An illustration created by Leo Park for the haiku contest.
Meanwhile, Timothy’s dream involved a changing environment. “It means something crazy is happening on earth. I was thinking about a bad storm,” Timothy said.
What you might also note about their poems is the number of syllables in each line.

Timothy Takasaki’s drawing submitted to the contest.
The five-seven-five syllable structure is a North American misconception, notes Kimiko Horne, who helped instruct the young poets on writing their first haiku.
“Japanese haiku is not composed in syllables, but ONJI, one letter one sound system and most of Japanese haiku have average 4 -7 words,” Horne said over email.
“JAL Foundation still provides some promotional materials in this old idea (of 5-7-5) and Haiku Canada explained to them our position to teach haiku as the shortest poem known in the world with traditional haiku spirit which is applied linguistically to the English language and as a poetry in English. As a result the children were not counting syllables to write haiku but more freely expressed their feeling in carefully selected effective words.”
Entries were judged by JAL Foundation judges and Haiku Canada, a first-time sponsor of the Canadian portion of the contest.
There were nine grand prizes and 29 JAL prizes awarded to Canadian children.
Japan Airlines organized the first haiku contest in 1964, during the Tokyo Olympics, which attracted 41,000 submissions. Canada didn’t see another contest until 1986, when JAL exhibited Japanese children’s haiku in the Expo’86 in Vancouver. The children’s haiku contest in British Colombia received more than 14,000 entries.
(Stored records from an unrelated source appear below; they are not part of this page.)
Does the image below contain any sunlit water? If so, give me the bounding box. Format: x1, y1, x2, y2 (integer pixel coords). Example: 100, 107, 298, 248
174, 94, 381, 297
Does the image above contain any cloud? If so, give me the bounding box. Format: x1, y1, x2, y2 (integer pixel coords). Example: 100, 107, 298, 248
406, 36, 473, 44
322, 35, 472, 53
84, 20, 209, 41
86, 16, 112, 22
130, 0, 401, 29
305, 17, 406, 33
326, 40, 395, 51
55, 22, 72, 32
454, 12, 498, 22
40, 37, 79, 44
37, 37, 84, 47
Drawings are also submitted with haiku in the contest. Both written and visual mediums help portray the imagination children see in their day-to-day lives in different countries around the world.
Both haiku and illustrations are compiled in “Haiku by World Children”, an anthology of prize-winning haiku. It is widely used in textbooks and reference books in Japan and abroad.